One year to go to the Jubilee of Artists. Micol Forti: ‘For every artist it will be an opportunity for the highest form of dialogue’

16 February 2024


“For artists, coming to Rome for the Jubilee will mean choosing to survey their own ultimate horizon, namely that of the Spirit”. That is the view of Micol Forti, the Director of the Contemporary Art Collection of the Vatican Museums. Exactly one year from now, thousands of artists from all over the world will be in Rome to experience the Jubilee of Artists, which will be held from 16 to 18 February 2024.

But what is the relationship between the Holy Year experience and artistic inspiration?

“The Jubilee for an artist is the opportunity to dialogue with his or her most sublime interlocutor,” explained Forti. “Art, when it is sublime, is ultimately always religious. And artists, when they are real artists, even if they don't profess a faith, or believe they don't have one, are often producers of ‘religious’ works. In fact, art has precisely that ability to grasp mystery, to embody it, to make it welcoming through shapes, sounds, colors, words."

An artist, therefore, is someone who tries to make the ‘unsayable’ visible and so artists themselves have to be nourished. “This is the great strength, the extraordinary and mysterious ability to ‘create’, which the human artist shares with the original Creator, who is God.” Paul VI described artists as ‘poets’ and ‘prophets’, today Pope Francis defines them as ‘children’ and ‘prophets’.

“I believe that this innate childlike quality, the artist's instinct for joy, the ability to see beyond, and see more deeply, to ‘grasp’ the meaning beyond mere rationality, is an absolute mystery and a great act of faith for each of them.”

The artists, in Rome, will also be ‘Pilgrims of Hope’. Forti said: “Art is hope … all art, when it come across pain and suffering, becomes hope because in its visualization of images, words, sounds, gestures, and body movements, there is also the Resurrection. In a work of art there is the possibility of a new life which lies in overcoming that wound, that pain, that tragedy."

“Art”, continued the Director, “contains within itself the joy that lies in the embodiment of beauty, and at the same time shows the possibility of seeing beauty even when it seems not to be there. Being able to talk about suffering also means taking responsibility for the horizon of hope. Great art, even when it depicts a still life or a static landscape, always has within it this element of transfiguration into something that goes well beyond mankind."

What is true for artists is also true for the works of art that pilgrims, in 2025, will be able to view in Rome even as tourists.

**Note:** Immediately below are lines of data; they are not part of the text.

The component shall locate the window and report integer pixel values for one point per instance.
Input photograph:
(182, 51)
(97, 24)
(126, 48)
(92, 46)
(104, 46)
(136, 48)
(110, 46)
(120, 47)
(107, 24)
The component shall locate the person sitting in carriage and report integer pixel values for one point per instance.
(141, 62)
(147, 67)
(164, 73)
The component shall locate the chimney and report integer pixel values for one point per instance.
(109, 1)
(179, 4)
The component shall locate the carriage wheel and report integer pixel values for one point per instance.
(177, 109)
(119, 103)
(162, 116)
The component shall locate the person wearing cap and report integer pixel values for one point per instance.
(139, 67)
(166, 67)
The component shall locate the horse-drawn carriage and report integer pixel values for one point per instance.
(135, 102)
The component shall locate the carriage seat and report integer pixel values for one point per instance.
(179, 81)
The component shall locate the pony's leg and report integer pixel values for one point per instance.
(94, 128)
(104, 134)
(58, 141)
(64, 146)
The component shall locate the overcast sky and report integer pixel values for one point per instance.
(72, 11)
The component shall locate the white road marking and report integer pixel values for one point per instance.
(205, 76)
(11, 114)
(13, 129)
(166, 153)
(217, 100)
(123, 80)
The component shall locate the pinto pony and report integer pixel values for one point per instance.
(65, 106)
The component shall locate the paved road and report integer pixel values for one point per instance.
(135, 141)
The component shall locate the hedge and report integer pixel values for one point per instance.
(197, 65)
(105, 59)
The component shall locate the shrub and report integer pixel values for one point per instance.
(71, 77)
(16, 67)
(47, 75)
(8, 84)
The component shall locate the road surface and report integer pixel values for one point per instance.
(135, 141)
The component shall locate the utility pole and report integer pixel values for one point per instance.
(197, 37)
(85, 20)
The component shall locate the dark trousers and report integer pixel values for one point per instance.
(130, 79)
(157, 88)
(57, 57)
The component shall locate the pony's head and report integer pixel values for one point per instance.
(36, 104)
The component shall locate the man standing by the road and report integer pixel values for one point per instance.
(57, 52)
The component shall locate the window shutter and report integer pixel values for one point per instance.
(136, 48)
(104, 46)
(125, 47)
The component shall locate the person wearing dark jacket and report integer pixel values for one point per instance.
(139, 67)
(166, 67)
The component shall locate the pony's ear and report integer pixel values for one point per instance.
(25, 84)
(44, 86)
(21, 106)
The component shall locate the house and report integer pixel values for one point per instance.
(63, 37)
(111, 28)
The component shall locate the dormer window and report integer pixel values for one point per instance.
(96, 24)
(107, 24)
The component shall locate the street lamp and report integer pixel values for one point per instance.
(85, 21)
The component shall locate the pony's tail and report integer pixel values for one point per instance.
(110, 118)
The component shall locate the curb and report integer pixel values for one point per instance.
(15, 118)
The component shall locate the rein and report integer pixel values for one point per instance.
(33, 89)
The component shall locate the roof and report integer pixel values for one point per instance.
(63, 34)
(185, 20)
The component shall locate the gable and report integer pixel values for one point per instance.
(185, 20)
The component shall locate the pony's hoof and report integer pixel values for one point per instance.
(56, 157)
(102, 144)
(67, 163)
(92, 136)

“The key word is ‘contemplation’, a term which we are no longer familiar with, but which is really fundamental. It means letting yourself ‘belong’, letting yourself be welcomed by an image, a text, a piece of music, when its mystery touches us deep inside, and gives us back something that cannot be grasped with just the eyes. The chance for pilgrims coming to Rome for the Jubilee to participate in the magnificent treasures of our city will remind them that the relationship with a great work of art is never just a morsel to swallow but is rather a precious food to be savored and enjoyed."

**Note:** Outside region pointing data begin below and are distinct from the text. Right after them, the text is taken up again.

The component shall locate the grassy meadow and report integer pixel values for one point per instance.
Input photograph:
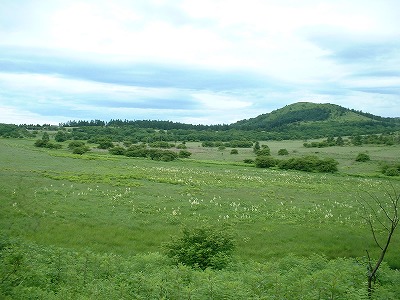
(128, 207)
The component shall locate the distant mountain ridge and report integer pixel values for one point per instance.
(301, 113)
(302, 120)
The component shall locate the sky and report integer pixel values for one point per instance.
(194, 61)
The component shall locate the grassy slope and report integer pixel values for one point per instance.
(128, 206)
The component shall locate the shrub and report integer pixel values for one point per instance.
(80, 150)
(184, 154)
(75, 144)
(105, 145)
(392, 171)
(362, 157)
(161, 144)
(264, 151)
(309, 164)
(203, 247)
(181, 146)
(265, 161)
(283, 152)
(118, 150)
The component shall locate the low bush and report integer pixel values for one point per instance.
(203, 247)
(362, 157)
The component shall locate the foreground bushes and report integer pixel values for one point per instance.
(31, 271)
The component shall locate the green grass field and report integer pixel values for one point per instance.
(122, 206)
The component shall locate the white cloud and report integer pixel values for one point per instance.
(302, 46)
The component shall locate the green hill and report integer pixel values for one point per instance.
(304, 119)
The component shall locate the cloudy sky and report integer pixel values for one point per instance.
(195, 61)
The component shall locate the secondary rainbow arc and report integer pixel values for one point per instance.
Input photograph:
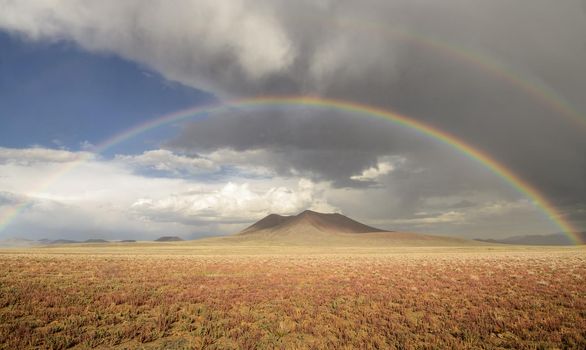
(321, 103)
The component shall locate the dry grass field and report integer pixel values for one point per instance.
(178, 296)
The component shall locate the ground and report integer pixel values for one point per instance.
(181, 295)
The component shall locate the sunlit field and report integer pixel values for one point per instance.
(180, 296)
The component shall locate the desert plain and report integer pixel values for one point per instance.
(215, 294)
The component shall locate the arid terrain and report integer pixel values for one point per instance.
(186, 295)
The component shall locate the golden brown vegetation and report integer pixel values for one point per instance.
(514, 299)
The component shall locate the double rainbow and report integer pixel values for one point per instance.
(473, 153)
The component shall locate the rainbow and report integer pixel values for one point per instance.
(473, 153)
(538, 91)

Appreciating art, however, requires time. “Time is the great luxury of our age, but it is also the great secret to penetrating beauty, and receiving from it the hope of new life, of an improvement of ourselves and what surrounds us. That ‘slow’ time is also the time of faith. We know how faith is a constant process, it is not a goal that once obtained remains fixed. And so it is with beauty. Like faith, beauty must also be recognized over time and appreciated with love, humility and dedication."

Our hope for pilgrims is that “in the contemplation of what they will experience in entering the Holy Door, visiting the major Basilicas, walking through Rome, that they may be given back that precious space that exists between time and eternity – a space which a work of art always manages to preserve. Because the life of a work of art is much longer than our human lifespan and manages to give us the perception that there is an eternity enclosed in beauty."